It seems as if the beginning of a challenge to Donald Trump for renomination by the Republican Party has arrived.
Former Massachusetts Governor William Weld (1991-1997) , also the Libertarian nominee for Vice President in 2016 with Presidential nominee Gary Johnson, has indicated he is planning to challenge Trump.
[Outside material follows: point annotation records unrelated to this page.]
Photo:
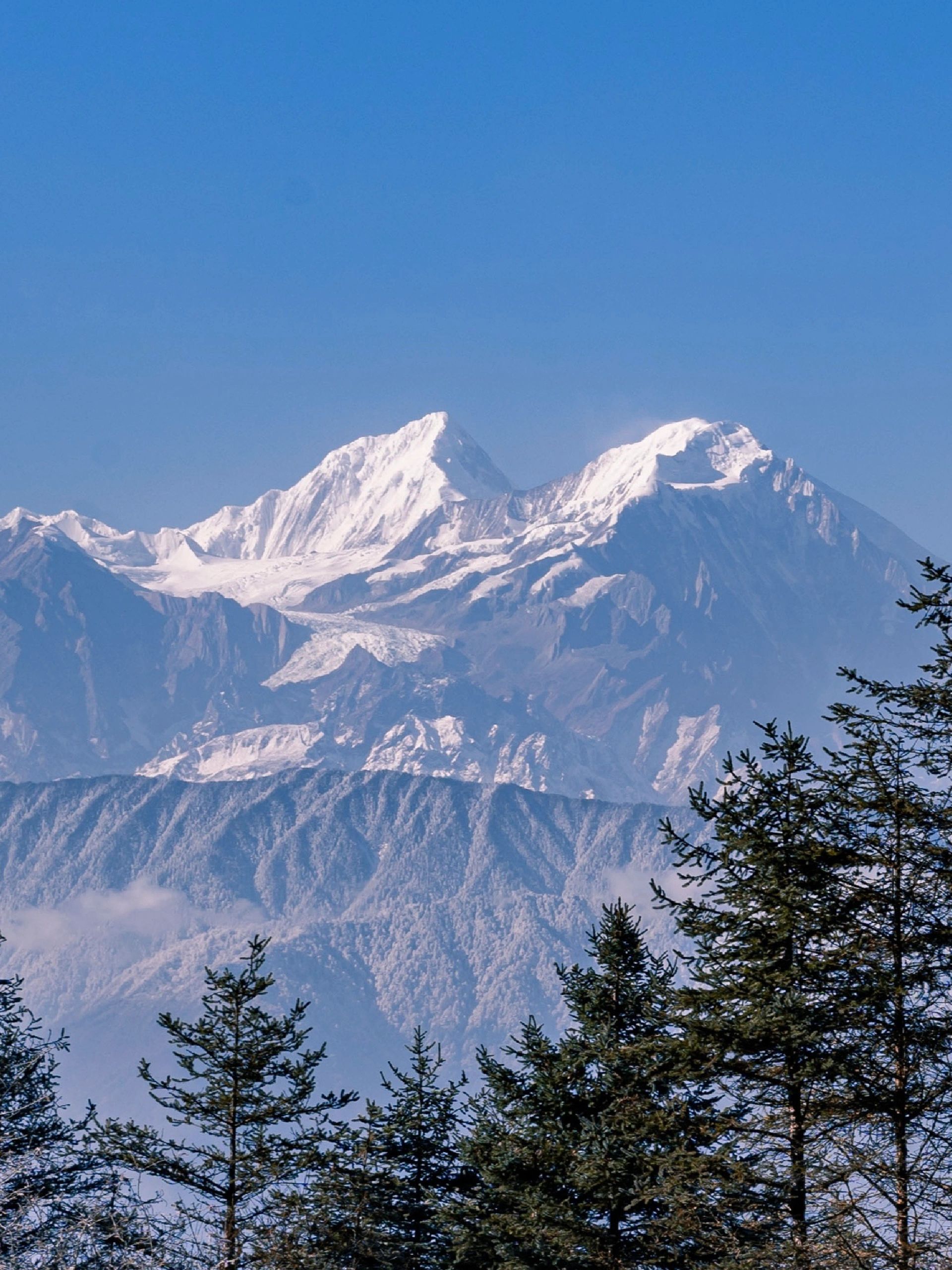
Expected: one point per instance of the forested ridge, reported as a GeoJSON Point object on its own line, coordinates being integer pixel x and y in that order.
{"type": "Point", "coordinates": [777, 1094]}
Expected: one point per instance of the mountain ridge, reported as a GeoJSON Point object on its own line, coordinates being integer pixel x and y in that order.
{"type": "Point", "coordinates": [607, 634]}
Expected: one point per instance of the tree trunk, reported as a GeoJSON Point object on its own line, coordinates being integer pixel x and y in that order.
{"type": "Point", "coordinates": [797, 1174]}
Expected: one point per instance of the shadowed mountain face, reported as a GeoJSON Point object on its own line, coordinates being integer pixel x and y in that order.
{"type": "Point", "coordinates": [94, 671]}
{"type": "Point", "coordinates": [391, 901]}
{"type": "Point", "coordinates": [607, 635]}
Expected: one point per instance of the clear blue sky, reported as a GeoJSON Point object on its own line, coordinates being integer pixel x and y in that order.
{"type": "Point", "coordinates": [235, 235]}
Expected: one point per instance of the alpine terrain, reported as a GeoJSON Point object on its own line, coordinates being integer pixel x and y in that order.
{"type": "Point", "coordinates": [413, 723]}
{"type": "Point", "coordinates": [404, 609]}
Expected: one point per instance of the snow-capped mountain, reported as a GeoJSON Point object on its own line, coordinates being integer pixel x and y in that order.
{"type": "Point", "coordinates": [608, 634]}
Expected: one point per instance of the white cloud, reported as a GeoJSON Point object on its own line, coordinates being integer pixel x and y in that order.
{"type": "Point", "coordinates": [143, 910]}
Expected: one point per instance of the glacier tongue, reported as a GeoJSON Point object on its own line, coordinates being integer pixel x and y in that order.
{"type": "Point", "coordinates": [610, 633]}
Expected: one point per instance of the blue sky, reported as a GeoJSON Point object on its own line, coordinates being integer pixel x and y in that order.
{"type": "Point", "coordinates": [235, 235]}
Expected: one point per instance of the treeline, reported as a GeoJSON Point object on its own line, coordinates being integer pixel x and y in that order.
{"type": "Point", "coordinates": [776, 1095]}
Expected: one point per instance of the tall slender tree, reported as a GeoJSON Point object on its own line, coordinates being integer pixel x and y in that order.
{"type": "Point", "coordinates": [898, 944]}
{"type": "Point", "coordinates": [769, 997]}
{"type": "Point", "coordinates": [246, 1096]}
{"type": "Point", "coordinates": [382, 1194]}
{"type": "Point", "coordinates": [60, 1203]}
{"type": "Point", "coordinates": [598, 1150]}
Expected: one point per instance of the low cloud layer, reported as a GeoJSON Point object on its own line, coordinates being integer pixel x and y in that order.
{"type": "Point", "coordinates": [143, 910]}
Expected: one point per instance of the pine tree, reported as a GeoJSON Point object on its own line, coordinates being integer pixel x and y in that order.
{"type": "Point", "coordinates": [598, 1150]}
{"type": "Point", "coordinates": [898, 1099]}
{"type": "Point", "coordinates": [245, 1095]}
{"type": "Point", "coordinates": [60, 1203]}
{"type": "Point", "coordinates": [381, 1197]}
{"type": "Point", "coordinates": [342, 1218]}
{"type": "Point", "coordinates": [419, 1124]}
{"type": "Point", "coordinates": [769, 999]}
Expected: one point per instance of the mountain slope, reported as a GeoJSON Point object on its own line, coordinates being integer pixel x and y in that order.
{"type": "Point", "coordinates": [391, 901]}
{"type": "Point", "coordinates": [608, 634]}
{"type": "Point", "coordinates": [94, 671]}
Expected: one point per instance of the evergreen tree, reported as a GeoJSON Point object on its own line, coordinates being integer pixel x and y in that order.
{"type": "Point", "coordinates": [769, 999]}
{"type": "Point", "coordinates": [598, 1150]}
{"type": "Point", "coordinates": [341, 1219]}
{"type": "Point", "coordinates": [60, 1203]}
{"type": "Point", "coordinates": [381, 1197]}
{"type": "Point", "coordinates": [898, 940]}
{"type": "Point", "coordinates": [246, 1098]}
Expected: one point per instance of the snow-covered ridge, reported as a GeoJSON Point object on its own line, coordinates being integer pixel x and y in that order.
{"type": "Point", "coordinates": [606, 634]}
{"type": "Point", "coordinates": [370, 493]}
{"type": "Point", "coordinates": [685, 455]}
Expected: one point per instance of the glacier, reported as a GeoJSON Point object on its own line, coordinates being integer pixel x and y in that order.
{"type": "Point", "coordinates": [604, 635]}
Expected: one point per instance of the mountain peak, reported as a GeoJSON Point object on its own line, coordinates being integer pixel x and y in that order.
{"type": "Point", "coordinates": [368, 493]}
{"type": "Point", "coordinates": [685, 455]}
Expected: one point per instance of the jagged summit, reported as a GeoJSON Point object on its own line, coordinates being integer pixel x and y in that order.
{"type": "Point", "coordinates": [685, 455]}
{"type": "Point", "coordinates": [368, 493]}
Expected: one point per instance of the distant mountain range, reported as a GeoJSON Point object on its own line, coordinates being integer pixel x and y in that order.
{"type": "Point", "coordinates": [402, 607]}
{"type": "Point", "coordinates": [391, 901]}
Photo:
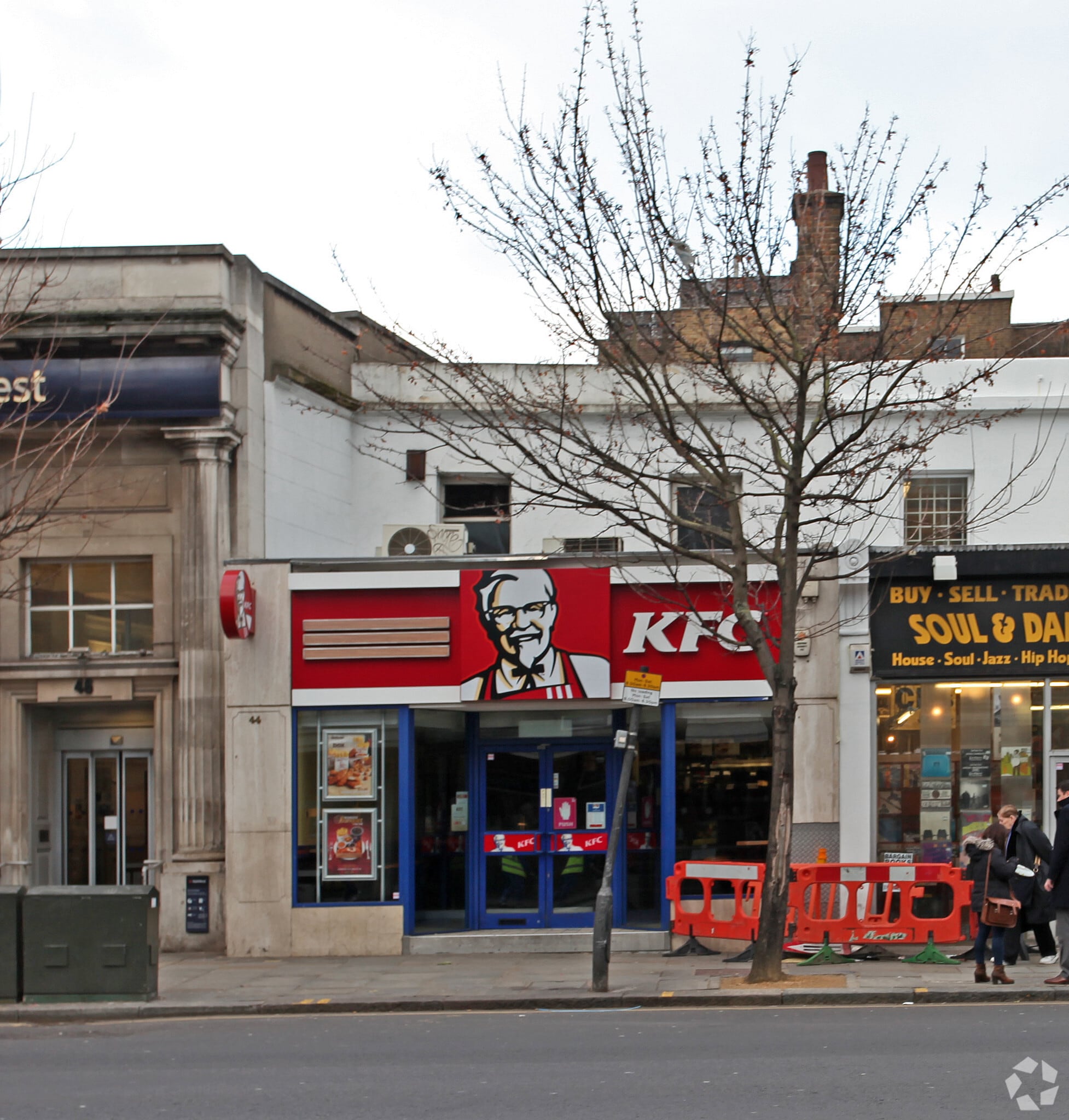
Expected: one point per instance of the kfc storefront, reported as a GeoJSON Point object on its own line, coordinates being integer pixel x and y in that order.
{"type": "Point", "coordinates": [452, 744]}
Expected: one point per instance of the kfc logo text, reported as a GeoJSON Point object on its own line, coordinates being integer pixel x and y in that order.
{"type": "Point", "coordinates": [646, 633]}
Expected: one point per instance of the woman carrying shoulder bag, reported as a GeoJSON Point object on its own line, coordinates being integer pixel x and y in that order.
{"type": "Point", "coordinates": [993, 896]}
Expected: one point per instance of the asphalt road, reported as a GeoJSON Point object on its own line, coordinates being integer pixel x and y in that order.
{"type": "Point", "coordinates": [876, 1063]}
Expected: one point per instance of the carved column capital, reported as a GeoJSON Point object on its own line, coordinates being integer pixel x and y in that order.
{"type": "Point", "coordinates": [214, 442]}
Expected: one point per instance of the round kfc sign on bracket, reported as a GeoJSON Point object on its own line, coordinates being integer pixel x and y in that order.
{"type": "Point", "coordinates": [237, 604]}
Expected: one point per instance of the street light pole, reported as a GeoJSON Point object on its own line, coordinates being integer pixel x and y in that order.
{"type": "Point", "coordinates": [603, 907]}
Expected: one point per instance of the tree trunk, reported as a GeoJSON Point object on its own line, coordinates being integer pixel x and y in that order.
{"type": "Point", "coordinates": [769, 948]}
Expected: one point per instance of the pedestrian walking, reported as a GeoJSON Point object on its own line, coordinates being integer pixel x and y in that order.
{"type": "Point", "coordinates": [1031, 848]}
{"type": "Point", "coordinates": [1058, 880]}
{"type": "Point", "coordinates": [991, 874]}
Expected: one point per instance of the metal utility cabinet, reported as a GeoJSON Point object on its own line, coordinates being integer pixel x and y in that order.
{"type": "Point", "coordinates": [90, 943]}
{"type": "Point", "coordinates": [10, 943]}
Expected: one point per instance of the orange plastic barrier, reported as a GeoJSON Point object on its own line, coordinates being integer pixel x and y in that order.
{"type": "Point", "coordinates": [867, 903]}
{"type": "Point", "coordinates": [699, 921]}
{"type": "Point", "coordinates": [844, 903]}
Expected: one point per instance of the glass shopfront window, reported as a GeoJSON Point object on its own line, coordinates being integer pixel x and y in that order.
{"type": "Point", "coordinates": [443, 812]}
{"type": "Point", "coordinates": [950, 754]}
{"type": "Point", "coordinates": [643, 827]}
{"type": "Point", "coordinates": [346, 827]}
{"type": "Point", "coordinates": [723, 780]}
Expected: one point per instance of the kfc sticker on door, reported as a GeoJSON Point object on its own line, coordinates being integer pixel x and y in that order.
{"type": "Point", "coordinates": [499, 844]}
{"type": "Point", "coordinates": [565, 812]}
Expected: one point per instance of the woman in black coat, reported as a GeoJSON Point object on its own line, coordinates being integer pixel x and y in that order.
{"type": "Point", "coordinates": [989, 866]}
{"type": "Point", "coordinates": [1032, 849]}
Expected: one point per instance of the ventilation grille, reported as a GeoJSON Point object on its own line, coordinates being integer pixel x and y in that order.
{"type": "Point", "coordinates": [364, 639]}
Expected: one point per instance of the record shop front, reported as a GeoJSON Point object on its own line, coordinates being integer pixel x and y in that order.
{"type": "Point", "coordinates": [972, 693]}
{"type": "Point", "coordinates": [431, 749]}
He would be 75 at the time of the inauguration in 2021.
Maryland Governor Larry Hogan, who just won reelection last year by a 12 point margin, has also indicated he plans to compete for the Republican Presidential nomination in 2020. He would be 64 at the time of the next election.
Both are moderate Republicans, seen as centrist and pragmatic, and both won office in heavily Democratic states.
Weld has a distinguished aristocratic background starting with ancestors coming over on the Mayflower with the Pilgrims in 1620. He was a counsel with the House Judiciary Committee during the Watergate Impeachment inquiry, and with one of his colleagues being Hillary Rodham, before she married Bill Clinton.
Hogan has the heritage of being the son of a Congressman, with the same name, who, as a member of the House Judiciary Committee in 1974, voted to bring impeachment charges against President Richard Nixon.
Can either of them seriously overcome the advantages of being an incumbent President?
History tells us when incumbent Presidents are challenged for renomination, invariably, the President defeats his opponent, but then loses the election.
So even if Weld or Hogan cannot defeat Trump, hopefully, they can weaken him enough that he will follow in the tradition of William Howard Taft, Gerald Ford, Jimmy Carter, and George H. W. Bush, who overcame, respectively, Theodore Roosevelt, Ronald Reagan, Ted Kennedy, and Pat Buchanan, and yet lost the second term as President.